The Costco business model is primarily based on earnings from membership fees, while selling products at zero profit margin or even at a loss. With a current renewal membership rate of over 85%, Costco has a very stable base from which to grow.
The below basic validations go some way to validating current bullish sentiments surrounding Costco. The company has a fairly predictable dividend payout policy (payout ratio of 26.48% in 2012, 26.97% in 2011, 26.37% in 2010, 27.53% in 2009, etc). Using two different dividend discount models, we arrive at an average price of $132 - an upside potential of 15.3% from the current price. The short-term growth rate is based on the average growth for the last 4 years, and the long term is based on the future EPS growth projections and the dividend payout policy. The required return is from Damodaran's cost of capital, industry Retail Store.
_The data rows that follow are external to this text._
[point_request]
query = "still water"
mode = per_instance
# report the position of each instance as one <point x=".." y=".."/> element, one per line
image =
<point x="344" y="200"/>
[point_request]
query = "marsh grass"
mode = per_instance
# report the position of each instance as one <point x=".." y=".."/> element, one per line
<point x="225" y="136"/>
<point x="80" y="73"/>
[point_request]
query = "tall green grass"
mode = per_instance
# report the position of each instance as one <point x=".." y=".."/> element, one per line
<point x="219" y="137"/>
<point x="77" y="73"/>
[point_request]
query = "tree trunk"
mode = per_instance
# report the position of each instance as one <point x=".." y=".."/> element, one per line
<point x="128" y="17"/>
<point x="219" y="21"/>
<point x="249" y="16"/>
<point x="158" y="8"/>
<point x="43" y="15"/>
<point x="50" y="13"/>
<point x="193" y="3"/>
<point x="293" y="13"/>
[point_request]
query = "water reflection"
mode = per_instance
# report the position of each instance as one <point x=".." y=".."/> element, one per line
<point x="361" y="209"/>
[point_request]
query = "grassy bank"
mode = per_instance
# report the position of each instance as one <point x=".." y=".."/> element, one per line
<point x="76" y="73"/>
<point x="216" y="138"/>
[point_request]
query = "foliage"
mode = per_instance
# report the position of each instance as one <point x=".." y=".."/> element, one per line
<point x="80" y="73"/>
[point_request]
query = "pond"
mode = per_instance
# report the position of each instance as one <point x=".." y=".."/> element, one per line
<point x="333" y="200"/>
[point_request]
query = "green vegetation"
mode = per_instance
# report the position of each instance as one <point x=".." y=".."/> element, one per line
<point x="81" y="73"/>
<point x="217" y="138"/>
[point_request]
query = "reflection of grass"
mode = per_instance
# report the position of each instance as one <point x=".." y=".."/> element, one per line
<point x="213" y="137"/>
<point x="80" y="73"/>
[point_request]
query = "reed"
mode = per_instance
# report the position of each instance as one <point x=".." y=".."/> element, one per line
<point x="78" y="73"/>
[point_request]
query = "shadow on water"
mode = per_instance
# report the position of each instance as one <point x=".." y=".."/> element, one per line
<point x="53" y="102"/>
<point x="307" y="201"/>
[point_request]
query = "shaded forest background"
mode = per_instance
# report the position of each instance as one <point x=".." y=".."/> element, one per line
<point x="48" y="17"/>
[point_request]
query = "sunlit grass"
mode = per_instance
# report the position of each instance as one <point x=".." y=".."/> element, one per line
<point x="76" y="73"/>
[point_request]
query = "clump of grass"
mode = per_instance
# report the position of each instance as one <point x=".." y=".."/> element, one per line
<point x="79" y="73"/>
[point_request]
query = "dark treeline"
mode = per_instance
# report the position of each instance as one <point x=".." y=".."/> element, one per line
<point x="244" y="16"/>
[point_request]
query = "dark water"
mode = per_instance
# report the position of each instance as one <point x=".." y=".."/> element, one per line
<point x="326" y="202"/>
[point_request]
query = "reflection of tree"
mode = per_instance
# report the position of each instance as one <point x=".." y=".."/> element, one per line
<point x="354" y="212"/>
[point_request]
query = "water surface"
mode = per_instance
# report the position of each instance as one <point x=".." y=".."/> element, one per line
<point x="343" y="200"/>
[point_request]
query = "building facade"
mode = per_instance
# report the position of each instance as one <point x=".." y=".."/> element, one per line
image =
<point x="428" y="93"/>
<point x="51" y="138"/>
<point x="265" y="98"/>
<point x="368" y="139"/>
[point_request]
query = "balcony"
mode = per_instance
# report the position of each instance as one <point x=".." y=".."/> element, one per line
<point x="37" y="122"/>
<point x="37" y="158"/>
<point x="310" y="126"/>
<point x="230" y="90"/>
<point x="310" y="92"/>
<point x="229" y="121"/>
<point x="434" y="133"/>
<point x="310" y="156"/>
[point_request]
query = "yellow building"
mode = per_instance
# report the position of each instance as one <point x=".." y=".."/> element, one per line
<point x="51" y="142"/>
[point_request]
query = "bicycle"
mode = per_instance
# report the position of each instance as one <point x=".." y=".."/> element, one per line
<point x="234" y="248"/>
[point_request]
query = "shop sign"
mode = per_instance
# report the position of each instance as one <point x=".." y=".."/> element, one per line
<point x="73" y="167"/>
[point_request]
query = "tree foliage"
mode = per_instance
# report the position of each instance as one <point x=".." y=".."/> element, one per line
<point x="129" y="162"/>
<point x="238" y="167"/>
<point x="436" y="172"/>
With the current uncertain market outlook, perhaps it is the perfect time for a defensive stock in your portfolio. Costco (beta of 0.40) with its great business model, and its potential for growth, is an ideal candidate at the moment.
As shown above COST has outperformed competitors by nearly every metric. Its stock has nearly doubled in the last three years, growth in EPS is unparalleled, the financial strength of the company is at better levels than the competition, and so on.
Why I personally like this stock, is the business model. As a customer, who can resist low-priced products at a place where you can buy everything from matches, steak and a wedding ring? Couple that with the fact that most employees love the company, and you have a winning combination.
Disclosure: I am long COST. I wrote this article myself, and it expresses my own opinions. I am not receiving compensation for it (other than from Seeking Alpha). I have no business relationship with any company whose stock is mentioned in this article.